I was very glad to read Martyn Crucefix’s translation of these extraordinary poems. Of course, all poetry resists translation, and one poem may have many different versions in another language; what I look for first is clarity, and this version supplies that generously. With the presence of the German text and Crucefix’s helpful notes, the English-speaking reader with little or no German will find in this version a welcoming entrance to the path that leads eventually to a full understanding – if a full understanding of this mysterious poetry is ever possible. Crucefix’s translation will have, and keep, a place on my shelves where all the poetry lives. Philip Pullman
There have been many translations of Rilke’s rapidly composed Sonnets to Orpheus of 1922, and every time the voice of the original has modified, deepened, and grown. The Sonnets are, as always with Rilke, complex, sometimes lucid, at other times veiled but always passionate. They are some of the greatest philosophical poems of the century. Martyn Crucefix’s impressive previous translations of the Duino Elegies have accustomed us to a way of hearing Rilke, but these are, if anything, more beautiful and natural versions, the form falling lightly on the ear, the thought tantalisingly clear in these bold explorations at the edge of sensibility. George Szirtes
In one astounding month in 1922, the fifty-five Sonnets to Orpheus were “dictated” Rilke says in “the same breath” with which he completed his Duino Elegies.
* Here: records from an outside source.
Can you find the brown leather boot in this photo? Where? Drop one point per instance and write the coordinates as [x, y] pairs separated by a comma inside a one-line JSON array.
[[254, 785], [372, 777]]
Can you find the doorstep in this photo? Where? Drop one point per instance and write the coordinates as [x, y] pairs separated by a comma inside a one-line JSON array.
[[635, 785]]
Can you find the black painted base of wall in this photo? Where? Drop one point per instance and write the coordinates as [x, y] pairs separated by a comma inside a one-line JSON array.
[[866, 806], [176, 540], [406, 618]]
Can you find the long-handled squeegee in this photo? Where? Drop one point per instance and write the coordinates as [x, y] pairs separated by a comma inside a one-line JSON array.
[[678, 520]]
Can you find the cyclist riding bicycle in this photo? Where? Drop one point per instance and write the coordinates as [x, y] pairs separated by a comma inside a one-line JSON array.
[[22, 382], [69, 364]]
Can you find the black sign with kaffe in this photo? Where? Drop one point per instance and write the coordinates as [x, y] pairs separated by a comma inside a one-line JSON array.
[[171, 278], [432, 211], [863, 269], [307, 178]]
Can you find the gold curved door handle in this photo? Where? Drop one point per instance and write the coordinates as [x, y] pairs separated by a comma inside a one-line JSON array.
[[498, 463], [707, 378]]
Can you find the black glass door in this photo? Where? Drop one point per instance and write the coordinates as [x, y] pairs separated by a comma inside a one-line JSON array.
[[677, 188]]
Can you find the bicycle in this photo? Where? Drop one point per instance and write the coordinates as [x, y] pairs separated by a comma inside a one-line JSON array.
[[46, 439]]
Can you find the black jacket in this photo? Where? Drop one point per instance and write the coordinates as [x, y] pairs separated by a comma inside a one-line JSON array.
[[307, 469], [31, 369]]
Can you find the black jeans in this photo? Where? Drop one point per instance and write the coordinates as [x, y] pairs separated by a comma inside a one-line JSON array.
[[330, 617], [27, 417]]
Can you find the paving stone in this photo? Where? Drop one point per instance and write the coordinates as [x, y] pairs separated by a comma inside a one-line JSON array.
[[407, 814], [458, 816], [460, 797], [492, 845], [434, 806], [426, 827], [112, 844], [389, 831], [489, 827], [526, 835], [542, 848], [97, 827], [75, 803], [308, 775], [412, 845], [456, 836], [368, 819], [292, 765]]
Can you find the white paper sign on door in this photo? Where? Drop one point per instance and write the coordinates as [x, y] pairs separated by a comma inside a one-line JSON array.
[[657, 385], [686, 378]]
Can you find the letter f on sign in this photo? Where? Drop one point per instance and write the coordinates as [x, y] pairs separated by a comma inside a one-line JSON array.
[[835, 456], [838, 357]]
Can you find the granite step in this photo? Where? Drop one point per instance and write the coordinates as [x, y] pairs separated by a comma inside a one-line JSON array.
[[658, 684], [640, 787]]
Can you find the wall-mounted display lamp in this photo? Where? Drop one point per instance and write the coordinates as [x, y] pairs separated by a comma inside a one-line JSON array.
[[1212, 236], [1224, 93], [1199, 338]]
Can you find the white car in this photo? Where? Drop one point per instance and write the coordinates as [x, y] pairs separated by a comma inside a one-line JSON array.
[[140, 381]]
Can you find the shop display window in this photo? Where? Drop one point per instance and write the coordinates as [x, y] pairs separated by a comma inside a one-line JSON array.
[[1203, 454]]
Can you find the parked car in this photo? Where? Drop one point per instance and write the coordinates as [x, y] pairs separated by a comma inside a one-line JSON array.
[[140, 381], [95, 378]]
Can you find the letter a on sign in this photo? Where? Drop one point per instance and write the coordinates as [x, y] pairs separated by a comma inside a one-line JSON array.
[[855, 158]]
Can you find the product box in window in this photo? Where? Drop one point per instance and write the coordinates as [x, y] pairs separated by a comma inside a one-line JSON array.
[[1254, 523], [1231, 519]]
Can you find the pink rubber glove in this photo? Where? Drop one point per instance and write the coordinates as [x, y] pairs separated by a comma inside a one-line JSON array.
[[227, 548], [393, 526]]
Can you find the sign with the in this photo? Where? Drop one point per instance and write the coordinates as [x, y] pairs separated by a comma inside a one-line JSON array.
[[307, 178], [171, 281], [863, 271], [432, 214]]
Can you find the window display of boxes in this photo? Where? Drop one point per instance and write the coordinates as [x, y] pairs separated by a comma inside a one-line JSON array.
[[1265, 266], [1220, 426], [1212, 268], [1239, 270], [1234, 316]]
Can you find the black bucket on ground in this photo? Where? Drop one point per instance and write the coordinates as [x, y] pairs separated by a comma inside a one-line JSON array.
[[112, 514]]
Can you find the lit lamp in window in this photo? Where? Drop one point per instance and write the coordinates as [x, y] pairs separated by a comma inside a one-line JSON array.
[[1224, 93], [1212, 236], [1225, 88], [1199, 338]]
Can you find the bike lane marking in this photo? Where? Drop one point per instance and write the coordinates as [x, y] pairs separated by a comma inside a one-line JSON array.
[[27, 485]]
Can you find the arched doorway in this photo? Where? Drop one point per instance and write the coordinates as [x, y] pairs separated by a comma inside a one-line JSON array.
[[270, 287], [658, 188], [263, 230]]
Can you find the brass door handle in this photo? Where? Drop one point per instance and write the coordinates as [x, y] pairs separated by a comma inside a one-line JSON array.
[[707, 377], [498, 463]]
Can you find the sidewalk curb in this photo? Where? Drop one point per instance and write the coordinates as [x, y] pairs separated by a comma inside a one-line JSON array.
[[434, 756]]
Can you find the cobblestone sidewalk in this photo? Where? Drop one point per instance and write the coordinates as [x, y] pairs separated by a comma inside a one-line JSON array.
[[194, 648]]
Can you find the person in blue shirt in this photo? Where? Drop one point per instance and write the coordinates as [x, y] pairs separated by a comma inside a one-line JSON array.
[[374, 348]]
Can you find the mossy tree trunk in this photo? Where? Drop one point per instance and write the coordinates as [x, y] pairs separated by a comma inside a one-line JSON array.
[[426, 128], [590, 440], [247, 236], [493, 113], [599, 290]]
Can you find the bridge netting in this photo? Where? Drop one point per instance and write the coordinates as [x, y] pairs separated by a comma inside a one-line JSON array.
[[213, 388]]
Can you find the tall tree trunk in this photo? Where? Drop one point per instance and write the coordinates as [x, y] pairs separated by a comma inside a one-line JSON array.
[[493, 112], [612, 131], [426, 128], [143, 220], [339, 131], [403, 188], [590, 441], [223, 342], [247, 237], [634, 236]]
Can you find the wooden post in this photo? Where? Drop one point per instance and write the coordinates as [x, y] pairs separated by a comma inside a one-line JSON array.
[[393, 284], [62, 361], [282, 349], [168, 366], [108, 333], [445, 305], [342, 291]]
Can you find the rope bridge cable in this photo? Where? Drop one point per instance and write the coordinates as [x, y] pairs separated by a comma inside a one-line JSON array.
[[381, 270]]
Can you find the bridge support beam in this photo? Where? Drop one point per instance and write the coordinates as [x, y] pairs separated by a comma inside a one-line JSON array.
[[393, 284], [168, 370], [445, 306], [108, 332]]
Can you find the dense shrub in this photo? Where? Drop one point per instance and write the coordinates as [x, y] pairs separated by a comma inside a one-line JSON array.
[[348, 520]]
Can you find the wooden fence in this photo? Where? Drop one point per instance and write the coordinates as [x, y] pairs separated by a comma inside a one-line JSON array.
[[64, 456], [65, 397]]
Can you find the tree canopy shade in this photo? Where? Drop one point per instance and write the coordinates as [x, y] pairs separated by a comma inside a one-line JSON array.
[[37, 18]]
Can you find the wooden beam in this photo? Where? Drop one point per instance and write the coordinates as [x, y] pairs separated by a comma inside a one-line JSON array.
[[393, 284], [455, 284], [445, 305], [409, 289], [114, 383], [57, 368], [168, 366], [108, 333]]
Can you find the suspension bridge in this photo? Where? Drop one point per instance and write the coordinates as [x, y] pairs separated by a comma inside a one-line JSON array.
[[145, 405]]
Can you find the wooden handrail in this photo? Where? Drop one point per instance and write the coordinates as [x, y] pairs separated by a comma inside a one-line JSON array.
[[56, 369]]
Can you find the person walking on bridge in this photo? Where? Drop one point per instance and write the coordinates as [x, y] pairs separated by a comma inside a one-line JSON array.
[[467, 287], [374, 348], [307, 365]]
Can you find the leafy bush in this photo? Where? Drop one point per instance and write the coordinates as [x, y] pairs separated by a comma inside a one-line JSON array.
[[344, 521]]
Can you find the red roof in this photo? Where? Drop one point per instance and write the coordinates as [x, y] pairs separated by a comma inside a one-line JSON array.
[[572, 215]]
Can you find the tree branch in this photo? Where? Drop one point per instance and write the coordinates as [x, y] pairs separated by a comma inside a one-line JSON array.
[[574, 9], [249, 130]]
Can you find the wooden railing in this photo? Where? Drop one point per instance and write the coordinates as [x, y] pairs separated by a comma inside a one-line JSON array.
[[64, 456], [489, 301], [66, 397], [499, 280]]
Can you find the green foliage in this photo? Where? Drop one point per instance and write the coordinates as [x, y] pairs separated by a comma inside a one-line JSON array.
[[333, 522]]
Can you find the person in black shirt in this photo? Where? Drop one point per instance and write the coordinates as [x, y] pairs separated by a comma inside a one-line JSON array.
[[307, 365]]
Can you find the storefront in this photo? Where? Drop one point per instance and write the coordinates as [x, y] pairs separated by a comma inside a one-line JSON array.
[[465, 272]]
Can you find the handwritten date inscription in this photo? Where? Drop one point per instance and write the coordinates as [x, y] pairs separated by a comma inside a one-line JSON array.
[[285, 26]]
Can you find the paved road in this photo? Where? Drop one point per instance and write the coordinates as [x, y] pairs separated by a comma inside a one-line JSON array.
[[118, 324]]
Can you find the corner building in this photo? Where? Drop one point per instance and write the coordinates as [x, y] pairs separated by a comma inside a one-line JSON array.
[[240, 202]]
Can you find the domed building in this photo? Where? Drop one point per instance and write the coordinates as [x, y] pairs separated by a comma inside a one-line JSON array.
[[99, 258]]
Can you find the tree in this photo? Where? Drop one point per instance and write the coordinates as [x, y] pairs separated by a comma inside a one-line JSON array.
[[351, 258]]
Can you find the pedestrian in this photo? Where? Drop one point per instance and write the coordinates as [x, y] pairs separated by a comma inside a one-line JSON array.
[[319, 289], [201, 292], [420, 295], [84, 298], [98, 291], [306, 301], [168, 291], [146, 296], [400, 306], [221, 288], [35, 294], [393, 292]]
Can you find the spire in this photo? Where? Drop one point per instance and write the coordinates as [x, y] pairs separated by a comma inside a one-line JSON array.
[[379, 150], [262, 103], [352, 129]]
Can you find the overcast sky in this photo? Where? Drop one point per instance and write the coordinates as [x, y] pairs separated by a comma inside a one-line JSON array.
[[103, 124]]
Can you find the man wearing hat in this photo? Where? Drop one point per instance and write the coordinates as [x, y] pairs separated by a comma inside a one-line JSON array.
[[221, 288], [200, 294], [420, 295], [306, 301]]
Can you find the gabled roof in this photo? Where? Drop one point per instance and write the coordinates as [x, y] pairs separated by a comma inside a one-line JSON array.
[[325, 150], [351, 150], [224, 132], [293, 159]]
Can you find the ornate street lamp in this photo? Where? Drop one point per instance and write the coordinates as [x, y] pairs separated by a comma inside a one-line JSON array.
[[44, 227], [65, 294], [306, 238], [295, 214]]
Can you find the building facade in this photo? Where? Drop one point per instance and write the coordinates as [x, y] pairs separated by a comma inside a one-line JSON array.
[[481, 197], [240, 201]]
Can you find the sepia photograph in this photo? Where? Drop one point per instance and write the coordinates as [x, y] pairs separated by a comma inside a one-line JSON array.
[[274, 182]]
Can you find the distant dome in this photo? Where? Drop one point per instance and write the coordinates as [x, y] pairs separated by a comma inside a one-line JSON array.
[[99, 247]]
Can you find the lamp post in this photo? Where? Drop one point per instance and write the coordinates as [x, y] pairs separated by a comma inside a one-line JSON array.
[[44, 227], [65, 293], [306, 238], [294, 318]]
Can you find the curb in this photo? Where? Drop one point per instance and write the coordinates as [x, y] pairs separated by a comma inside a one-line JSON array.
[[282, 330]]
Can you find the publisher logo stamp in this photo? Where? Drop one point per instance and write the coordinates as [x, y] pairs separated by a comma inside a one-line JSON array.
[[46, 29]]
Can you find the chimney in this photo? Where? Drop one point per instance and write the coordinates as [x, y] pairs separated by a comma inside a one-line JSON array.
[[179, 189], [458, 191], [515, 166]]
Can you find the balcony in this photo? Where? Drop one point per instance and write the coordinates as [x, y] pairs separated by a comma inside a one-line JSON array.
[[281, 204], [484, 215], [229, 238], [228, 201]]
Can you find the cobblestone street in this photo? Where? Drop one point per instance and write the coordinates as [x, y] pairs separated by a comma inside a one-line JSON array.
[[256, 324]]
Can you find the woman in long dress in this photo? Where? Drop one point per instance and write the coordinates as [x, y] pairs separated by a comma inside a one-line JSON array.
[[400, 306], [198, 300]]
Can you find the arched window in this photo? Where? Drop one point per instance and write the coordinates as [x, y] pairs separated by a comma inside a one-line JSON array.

These poems began as a memorial to the dancer Vera Ouckama Knoop, yet they are amongst the most joyful and light-footed poems Rilke ever wrote. “Praising, that’s it!” he declares and goes on to celebrate and enact a renovation of human perception, the healing of the rift between self and other, between life and death that is epitomised in the singing of Orpheus.
O where are we? Always, ever freer
like kites ripped from their mooring string,
edges shredded in a gale, now chattering
we flutter in mid-air. Marshal every crier,
you singing god, so their awakening is a roar
like a torrent bearing the head and the lyre.
Following his acclaimed translations of the Elegies, Martyn Crucefix’s eagerly anticipated The Sonnets to Orpheus brilliantly catches both the dazzling speed and lyrical grace of Rilke’s masterpiece and his concise commentaries, informative Introduction and parallel German text makes this the ideal edition for readers new to Rilke’s extraordinary work as well as devotees ready to welcome these vigorous, powerful new translations.
From this collection . . .
There upped a tree. O absolute outstripping!
O Orpheus singing! O tall tree in the ear!
And all things hushed. Yet even under cover
came a new start, a sign, a transforming.
From their stillness, creatures of lair and nest
pushing forward through the clear-lit forest
so quietly and this – not out of cunning,
not silenced by fear – but coming
rather to listen. Bellow, shriek and roaring
shrank in their hearts. And where there stood
no more than a shed to receive them,
a shelter in response to their darkest need
with its entrance, its door-frame shaken,
there you built them this Temple of Hearing.
Erect no memorial stone. But let the rose
come into bloom each year on his behalf.
That is Orpheus – each metamorphosis
to this, to that. We need not be troubled with
other names. Once and for all, Orpheus
is where there is singing. He comes and goes.
Is it not enough that on such occasions
for a few days he outlasts the bowl of roses?
O yet he must vanish so you comprehend!
And even though he fears this disappearing.
In this, his word out-strips our being –
already he’s where you cannot follow him.
Strings of the lyre do not constrict his hands.
And he obeys just as he out-plays them.